Her conservative CDU/CSU bloc has seen its worst result in almost 70 years but will remain the largest in parliament.
While her alliance has remained the largest party, it is the worst result for the alliance between the Christian Democrats (CDU) and the Christian Social Union (CSU) since 1949, when national elections were held in Germany for the first time after World War II.
The chancellor is being punished for opening Germany’s door to almost 900 000 undocumented refugees and migrants, BBC reported.
Its current coalition partner, the Social Democratic Party (SPD), says it will go into opposition after historic losses.
The most likely scenario is of a ‘Jamaica’ coalition, so-called because of the colours of Jamaica’s flag. It includes the black CDU/CSU, the yellow, business-friendly Free Democrats (FDP) who are returning to parliament after a four-year hiatus – and the Greens.

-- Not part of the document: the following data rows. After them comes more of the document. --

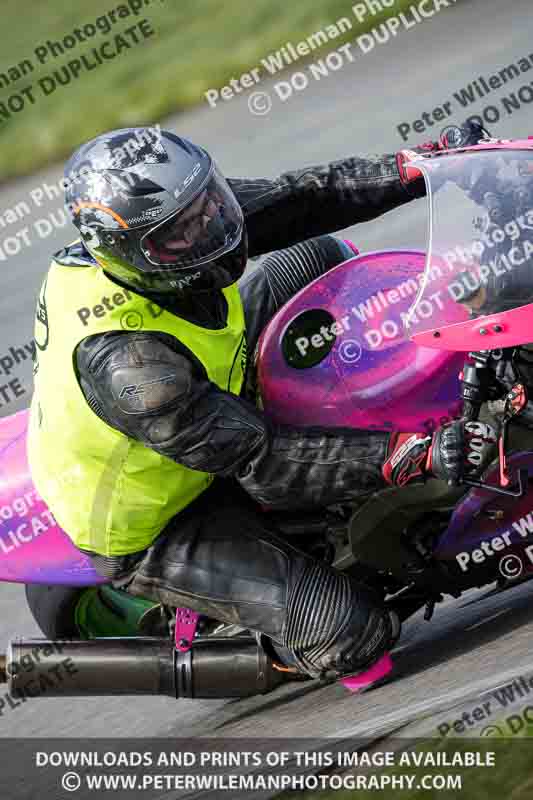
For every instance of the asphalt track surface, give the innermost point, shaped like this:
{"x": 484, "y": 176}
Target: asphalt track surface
{"x": 471, "y": 641}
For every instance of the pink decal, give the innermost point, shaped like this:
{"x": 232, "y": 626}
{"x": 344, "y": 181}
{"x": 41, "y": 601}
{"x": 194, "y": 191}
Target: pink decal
{"x": 494, "y": 331}
{"x": 355, "y": 683}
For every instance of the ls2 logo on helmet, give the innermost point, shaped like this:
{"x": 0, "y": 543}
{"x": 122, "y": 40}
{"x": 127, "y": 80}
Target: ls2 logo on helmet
{"x": 188, "y": 180}
{"x": 184, "y": 283}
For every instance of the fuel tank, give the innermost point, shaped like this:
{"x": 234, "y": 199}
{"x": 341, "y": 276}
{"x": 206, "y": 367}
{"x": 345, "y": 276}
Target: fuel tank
{"x": 33, "y": 548}
{"x": 337, "y": 354}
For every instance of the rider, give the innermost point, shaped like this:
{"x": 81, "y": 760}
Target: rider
{"x": 144, "y": 338}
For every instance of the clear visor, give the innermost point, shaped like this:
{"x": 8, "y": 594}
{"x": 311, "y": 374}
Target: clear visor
{"x": 480, "y": 243}
{"x": 209, "y": 227}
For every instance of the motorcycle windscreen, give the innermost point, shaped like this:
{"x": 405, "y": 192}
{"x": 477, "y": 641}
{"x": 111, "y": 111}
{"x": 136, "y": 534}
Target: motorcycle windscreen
{"x": 477, "y": 289}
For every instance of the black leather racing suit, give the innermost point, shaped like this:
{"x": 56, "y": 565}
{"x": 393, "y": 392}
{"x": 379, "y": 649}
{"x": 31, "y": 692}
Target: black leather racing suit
{"x": 221, "y": 556}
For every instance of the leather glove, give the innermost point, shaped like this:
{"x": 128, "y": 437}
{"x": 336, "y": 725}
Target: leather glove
{"x": 457, "y": 450}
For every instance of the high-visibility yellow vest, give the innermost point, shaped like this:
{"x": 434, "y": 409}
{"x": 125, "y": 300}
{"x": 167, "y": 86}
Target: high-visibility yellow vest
{"x": 111, "y": 494}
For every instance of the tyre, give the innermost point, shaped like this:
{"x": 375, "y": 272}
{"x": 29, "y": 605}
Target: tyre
{"x": 54, "y": 609}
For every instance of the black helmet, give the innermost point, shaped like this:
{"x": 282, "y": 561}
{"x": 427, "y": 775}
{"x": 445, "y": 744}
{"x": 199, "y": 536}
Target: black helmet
{"x": 155, "y": 212}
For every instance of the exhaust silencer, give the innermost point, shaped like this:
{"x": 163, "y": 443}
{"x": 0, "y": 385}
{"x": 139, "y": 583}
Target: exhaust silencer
{"x": 215, "y": 667}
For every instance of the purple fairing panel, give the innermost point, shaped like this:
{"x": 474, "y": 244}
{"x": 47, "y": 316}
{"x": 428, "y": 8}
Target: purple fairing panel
{"x": 373, "y": 376}
{"x": 33, "y": 548}
{"x": 482, "y": 516}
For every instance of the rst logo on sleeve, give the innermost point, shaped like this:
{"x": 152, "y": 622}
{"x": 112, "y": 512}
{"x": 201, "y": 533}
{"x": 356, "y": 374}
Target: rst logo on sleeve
{"x": 135, "y": 389}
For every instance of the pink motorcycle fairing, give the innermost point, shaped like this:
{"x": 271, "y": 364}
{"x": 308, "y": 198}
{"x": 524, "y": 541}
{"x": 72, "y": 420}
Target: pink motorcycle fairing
{"x": 337, "y": 354}
{"x": 33, "y": 548}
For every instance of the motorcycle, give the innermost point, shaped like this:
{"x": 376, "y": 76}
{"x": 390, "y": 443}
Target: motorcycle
{"x": 396, "y": 340}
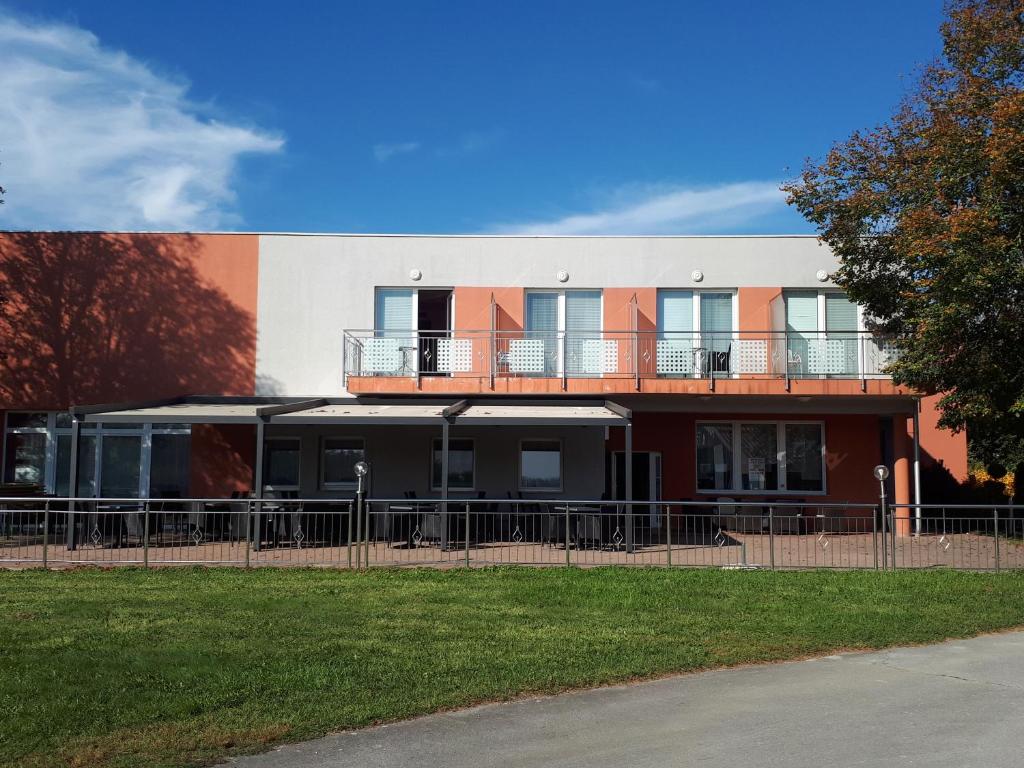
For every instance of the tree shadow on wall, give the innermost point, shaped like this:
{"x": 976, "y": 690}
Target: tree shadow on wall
{"x": 96, "y": 317}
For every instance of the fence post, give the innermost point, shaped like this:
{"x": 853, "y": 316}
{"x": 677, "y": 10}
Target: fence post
{"x": 668, "y": 534}
{"x": 248, "y": 532}
{"x": 892, "y": 537}
{"x": 46, "y": 532}
{"x": 875, "y": 538}
{"x": 145, "y": 535}
{"x": 995, "y": 534}
{"x": 348, "y": 546}
{"x": 885, "y": 536}
{"x": 567, "y": 561}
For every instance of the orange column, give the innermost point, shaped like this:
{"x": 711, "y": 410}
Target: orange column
{"x": 901, "y": 474}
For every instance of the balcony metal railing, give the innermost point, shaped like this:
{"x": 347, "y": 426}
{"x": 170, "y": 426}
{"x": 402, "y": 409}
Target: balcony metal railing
{"x": 636, "y": 354}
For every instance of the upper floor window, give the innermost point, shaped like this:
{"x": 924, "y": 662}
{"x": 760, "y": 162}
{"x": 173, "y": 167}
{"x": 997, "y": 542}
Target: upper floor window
{"x": 822, "y": 333}
{"x": 563, "y": 332}
{"x": 695, "y": 331}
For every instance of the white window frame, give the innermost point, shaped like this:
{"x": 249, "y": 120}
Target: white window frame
{"x": 324, "y": 484}
{"x": 472, "y": 441}
{"x": 282, "y": 438}
{"x": 560, "y": 330}
{"x": 822, "y": 331}
{"x": 561, "y": 466}
{"x": 696, "y": 332}
{"x": 52, "y": 432}
{"x": 780, "y": 446}
{"x": 415, "y": 320}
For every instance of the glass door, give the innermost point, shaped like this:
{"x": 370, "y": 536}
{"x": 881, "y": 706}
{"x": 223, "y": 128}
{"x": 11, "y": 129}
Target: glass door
{"x": 716, "y": 333}
{"x": 543, "y": 327}
{"x": 801, "y": 328}
{"x": 583, "y": 333}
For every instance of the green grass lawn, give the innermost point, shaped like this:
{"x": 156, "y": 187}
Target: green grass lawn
{"x": 183, "y": 667}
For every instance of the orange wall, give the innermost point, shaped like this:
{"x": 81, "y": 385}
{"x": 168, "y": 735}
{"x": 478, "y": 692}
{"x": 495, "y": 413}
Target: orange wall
{"x": 96, "y": 317}
{"x": 940, "y": 445}
{"x": 222, "y": 459}
{"x": 755, "y": 308}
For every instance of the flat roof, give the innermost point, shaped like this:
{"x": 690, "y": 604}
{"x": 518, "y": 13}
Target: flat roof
{"x": 363, "y": 414}
{"x": 539, "y": 416}
{"x": 180, "y": 413}
{"x": 321, "y": 411}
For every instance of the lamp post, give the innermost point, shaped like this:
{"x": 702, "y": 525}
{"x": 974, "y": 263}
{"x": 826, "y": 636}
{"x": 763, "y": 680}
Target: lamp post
{"x": 881, "y": 473}
{"x": 361, "y": 470}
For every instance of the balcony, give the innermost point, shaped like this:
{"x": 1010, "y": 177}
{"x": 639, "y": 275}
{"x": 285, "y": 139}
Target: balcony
{"x": 526, "y": 361}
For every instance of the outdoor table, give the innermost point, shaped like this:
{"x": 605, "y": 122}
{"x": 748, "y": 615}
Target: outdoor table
{"x": 581, "y": 516}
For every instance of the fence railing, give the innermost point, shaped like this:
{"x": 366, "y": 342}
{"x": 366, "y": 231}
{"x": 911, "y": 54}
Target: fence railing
{"x": 636, "y": 354}
{"x": 352, "y": 534}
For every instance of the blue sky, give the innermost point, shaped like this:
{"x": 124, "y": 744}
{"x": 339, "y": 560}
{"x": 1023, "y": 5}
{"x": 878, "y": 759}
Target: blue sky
{"x": 437, "y": 117}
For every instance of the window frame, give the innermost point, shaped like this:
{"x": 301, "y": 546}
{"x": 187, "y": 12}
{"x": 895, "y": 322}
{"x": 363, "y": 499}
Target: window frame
{"x": 324, "y": 484}
{"x": 472, "y": 485}
{"x": 560, "y": 332}
{"x": 696, "y": 332}
{"x": 561, "y": 466}
{"x": 737, "y": 456}
{"x": 266, "y": 456}
{"x": 144, "y": 431}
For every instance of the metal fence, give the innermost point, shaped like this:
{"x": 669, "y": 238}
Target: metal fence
{"x": 616, "y": 354}
{"x": 343, "y": 532}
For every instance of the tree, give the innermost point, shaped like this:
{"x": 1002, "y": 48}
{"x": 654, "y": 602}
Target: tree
{"x": 926, "y": 214}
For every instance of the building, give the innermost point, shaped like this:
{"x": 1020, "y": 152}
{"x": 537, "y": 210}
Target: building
{"x": 726, "y": 366}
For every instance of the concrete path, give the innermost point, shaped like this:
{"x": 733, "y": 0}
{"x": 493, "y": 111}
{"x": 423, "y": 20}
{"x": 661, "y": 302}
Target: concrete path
{"x": 958, "y": 705}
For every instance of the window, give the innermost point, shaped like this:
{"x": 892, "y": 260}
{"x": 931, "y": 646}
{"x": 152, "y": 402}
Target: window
{"x": 338, "y": 460}
{"x": 574, "y": 314}
{"x": 694, "y": 332}
{"x": 759, "y": 452}
{"x": 714, "y": 457}
{"x": 760, "y": 457}
{"x": 461, "y": 465}
{"x": 805, "y": 450}
{"x": 541, "y": 465}
{"x": 134, "y": 460}
{"x": 822, "y": 331}
{"x": 281, "y": 463}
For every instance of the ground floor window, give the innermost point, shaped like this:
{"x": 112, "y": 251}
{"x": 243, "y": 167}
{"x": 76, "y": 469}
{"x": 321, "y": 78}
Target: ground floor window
{"x": 541, "y": 465}
{"x": 760, "y": 457}
{"x": 461, "y": 465}
{"x": 338, "y": 459}
{"x": 115, "y": 460}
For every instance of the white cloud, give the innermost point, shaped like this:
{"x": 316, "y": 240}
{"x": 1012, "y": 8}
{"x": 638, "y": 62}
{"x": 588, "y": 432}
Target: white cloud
{"x": 384, "y": 153}
{"x": 93, "y": 138}
{"x": 471, "y": 143}
{"x": 665, "y": 210}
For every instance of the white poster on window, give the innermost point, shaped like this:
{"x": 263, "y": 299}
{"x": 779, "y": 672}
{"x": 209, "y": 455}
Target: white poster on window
{"x": 756, "y": 473}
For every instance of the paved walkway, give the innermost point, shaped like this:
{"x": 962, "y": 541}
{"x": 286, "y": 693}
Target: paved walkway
{"x": 958, "y": 705}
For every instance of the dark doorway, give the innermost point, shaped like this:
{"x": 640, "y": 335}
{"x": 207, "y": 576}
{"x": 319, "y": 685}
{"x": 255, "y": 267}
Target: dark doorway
{"x": 646, "y": 486}
{"x": 433, "y": 320}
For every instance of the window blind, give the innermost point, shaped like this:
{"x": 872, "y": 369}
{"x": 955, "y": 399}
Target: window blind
{"x": 675, "y": 312}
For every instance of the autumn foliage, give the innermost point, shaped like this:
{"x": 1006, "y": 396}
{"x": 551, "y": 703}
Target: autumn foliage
{"x": 926, "y": 214}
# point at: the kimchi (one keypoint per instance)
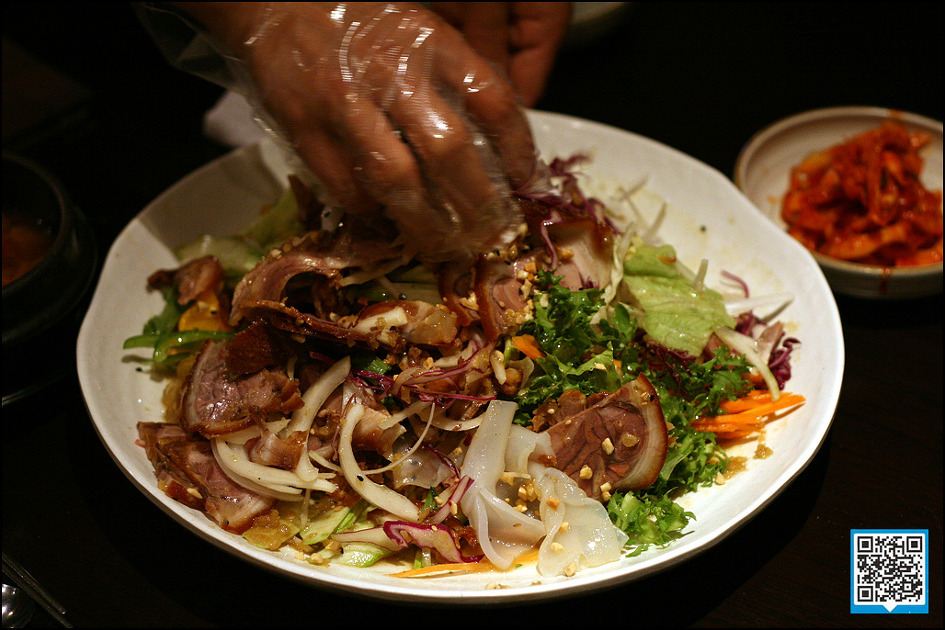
(863, 200)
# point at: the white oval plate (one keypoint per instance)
(708, 218)
(763, 172)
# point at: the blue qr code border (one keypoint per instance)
(878, 608)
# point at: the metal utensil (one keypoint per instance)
(31, 590)
(17, 607)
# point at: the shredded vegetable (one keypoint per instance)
(863, 200)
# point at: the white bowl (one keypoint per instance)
(763, 170)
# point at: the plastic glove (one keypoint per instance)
(390, 109)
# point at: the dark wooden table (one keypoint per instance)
(118, 127)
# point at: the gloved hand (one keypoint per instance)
(390, 109)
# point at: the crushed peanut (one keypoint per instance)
(607, 446)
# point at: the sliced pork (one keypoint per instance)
(617, 442)
(215, 401)
(187, 471)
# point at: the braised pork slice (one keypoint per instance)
(188, 472)
(617, 442)
(192, 278)
(215, 400)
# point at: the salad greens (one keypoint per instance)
(601, 356)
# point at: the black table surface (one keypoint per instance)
(118, 126)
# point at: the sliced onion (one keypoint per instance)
(748, 347)
(376, 494)
(316, 395)
(459, 489)
(266, 479)
(434, 536)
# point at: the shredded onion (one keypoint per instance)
(747, 347)
(238, 467)
(376, 494)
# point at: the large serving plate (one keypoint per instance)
(706, 218)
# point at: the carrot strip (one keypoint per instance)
(527, 345)
(746, 415)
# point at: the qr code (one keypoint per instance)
(889, 569)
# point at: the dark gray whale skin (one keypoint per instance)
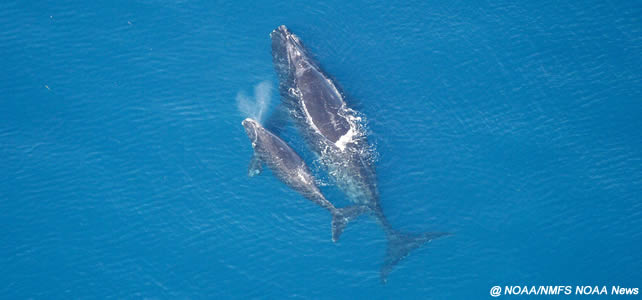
(332, 131)
(288, 167)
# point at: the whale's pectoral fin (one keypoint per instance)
(342, 216)
(399, 246)
(256, 166)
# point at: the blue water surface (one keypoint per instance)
(123, 165)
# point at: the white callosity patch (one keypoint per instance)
(352, 134)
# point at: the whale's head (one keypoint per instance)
(287, 51)
(252, 128)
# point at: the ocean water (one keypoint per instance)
(123, 164)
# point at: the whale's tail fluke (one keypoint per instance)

The Alternative for Germany (AfD), the new force in the Bundestag, has capitalised on a backlash against Mrs Merkel’s policy towards migrants and refugees, many of them from war-torn, mainly Muslim countries like Syria.
Its programme is heavily anti-immigrant, and particularly anti-Islam. It called for a ban on minarets and considered Islam incompatible with German culture.
Additionally, several of its candidates have been linked to far-right remarks.